Editorial

Le procès Hissène Habré ajourné

Droits de l'Homme

Mis à jour le 05.11.2015

Le 20 juillet dernier s’est ouvert à Dakar devant les Chambres Africaines Extraordinaires (CAE) le procès de l’ancien président tchadien, Hissène Habré. Jugé pour crime contre l’humanité notamment, il refuse catégoriquement de participer à ce qu’il estime être une parodie de justice, « une honte ». Le procès a été ajourné au 7 septembre pour permettre à ses avocats commis d’office de prendre connaissance du dossier.

Entre juin 1982 et décembre 1990, Hissène Habré a régné sur le Tchad d’une main de fer. D’après la Commission tchadienne d’enquête de 1992, les huit années de sa présidence ont fait 40 000 morts et près de 200 000 victimes de torture et de violence. Renversé par un coup d’Etat en 1990, Hissène Habré s’enfuit au Sénégal emportant avec lui 28 millions de dollars volés au Trésor public tchadien.
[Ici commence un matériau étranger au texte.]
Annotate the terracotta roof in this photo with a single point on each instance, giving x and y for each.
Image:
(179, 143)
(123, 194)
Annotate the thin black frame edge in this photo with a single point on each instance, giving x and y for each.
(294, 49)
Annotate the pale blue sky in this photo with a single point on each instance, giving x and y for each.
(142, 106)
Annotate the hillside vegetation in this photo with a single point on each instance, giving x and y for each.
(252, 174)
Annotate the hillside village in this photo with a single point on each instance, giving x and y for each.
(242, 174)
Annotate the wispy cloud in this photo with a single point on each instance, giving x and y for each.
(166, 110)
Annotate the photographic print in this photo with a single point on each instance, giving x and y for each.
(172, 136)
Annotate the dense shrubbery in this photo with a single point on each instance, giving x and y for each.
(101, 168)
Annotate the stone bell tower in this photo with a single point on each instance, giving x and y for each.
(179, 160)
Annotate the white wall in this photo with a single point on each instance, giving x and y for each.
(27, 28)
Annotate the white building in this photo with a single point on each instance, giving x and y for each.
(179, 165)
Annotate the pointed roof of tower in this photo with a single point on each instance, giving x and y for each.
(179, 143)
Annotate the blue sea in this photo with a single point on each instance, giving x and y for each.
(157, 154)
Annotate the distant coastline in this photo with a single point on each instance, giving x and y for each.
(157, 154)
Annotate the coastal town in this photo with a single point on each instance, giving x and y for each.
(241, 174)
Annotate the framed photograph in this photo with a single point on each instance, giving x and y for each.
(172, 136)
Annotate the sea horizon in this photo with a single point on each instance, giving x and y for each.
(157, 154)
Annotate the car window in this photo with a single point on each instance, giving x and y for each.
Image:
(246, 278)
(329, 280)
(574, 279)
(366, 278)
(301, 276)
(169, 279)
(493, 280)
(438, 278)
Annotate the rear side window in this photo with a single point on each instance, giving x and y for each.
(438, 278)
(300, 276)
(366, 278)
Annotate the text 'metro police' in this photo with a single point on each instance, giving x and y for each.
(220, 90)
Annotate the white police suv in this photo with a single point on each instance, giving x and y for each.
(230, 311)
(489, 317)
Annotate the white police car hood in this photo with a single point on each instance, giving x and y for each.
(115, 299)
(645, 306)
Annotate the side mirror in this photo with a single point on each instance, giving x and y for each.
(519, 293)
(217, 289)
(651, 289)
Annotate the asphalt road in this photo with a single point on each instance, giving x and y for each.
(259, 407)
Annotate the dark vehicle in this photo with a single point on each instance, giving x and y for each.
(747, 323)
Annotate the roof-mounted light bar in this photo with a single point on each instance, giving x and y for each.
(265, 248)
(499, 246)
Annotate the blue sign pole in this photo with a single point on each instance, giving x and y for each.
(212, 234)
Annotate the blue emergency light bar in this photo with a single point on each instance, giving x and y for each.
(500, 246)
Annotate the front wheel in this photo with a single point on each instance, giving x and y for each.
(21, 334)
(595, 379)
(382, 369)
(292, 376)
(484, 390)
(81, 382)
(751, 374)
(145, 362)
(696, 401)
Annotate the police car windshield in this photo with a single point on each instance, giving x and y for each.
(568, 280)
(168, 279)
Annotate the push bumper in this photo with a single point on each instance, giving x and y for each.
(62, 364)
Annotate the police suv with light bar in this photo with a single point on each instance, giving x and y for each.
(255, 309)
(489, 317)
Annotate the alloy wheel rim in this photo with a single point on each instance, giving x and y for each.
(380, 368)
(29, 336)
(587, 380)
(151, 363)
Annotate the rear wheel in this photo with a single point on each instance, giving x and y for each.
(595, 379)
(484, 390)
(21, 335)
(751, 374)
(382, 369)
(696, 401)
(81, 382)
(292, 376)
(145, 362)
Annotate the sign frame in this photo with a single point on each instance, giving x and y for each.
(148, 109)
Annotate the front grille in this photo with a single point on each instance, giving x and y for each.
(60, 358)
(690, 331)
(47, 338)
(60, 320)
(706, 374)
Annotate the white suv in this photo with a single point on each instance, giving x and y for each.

Ce n’est que dix ans plus tard, en janvier 2000, que sept victimes tchadiennes déposent une plainte contre Hissène Habré au Sénégal en vertu de la compétence extraterritoriale.

Le procès s’est ouvert lundi 20 juillet 2015, mais face au refus catégorique de l’accusé de comparaître de son plein gré, ainsi que de se faire représenter par ses propres avocats, le tribunal spécial a décidé d’ajourner le procès au mois de septembre, afin que les trois avocats désignés pour défendre « les droits et les intérêts de Hissène Habré » puissent s’approprier le dossier.Après plus d’une décennie de déboires judiciaires, le Sénégal et l’Union Africaine annoncent en mars 2011 la création à Dakar d’une Cour internationale had hoc pour juger l’ancien président. En juillet 2013, Habré est enfin inculpé devant les Chambres Africaines Extraordinaires au sein des juridictions sénégalaises pour crimes contre l’humanité (contre les Hadjeraïs, les Zaghawas, les opposants et les populations du Sud), crimes de guerre et torture.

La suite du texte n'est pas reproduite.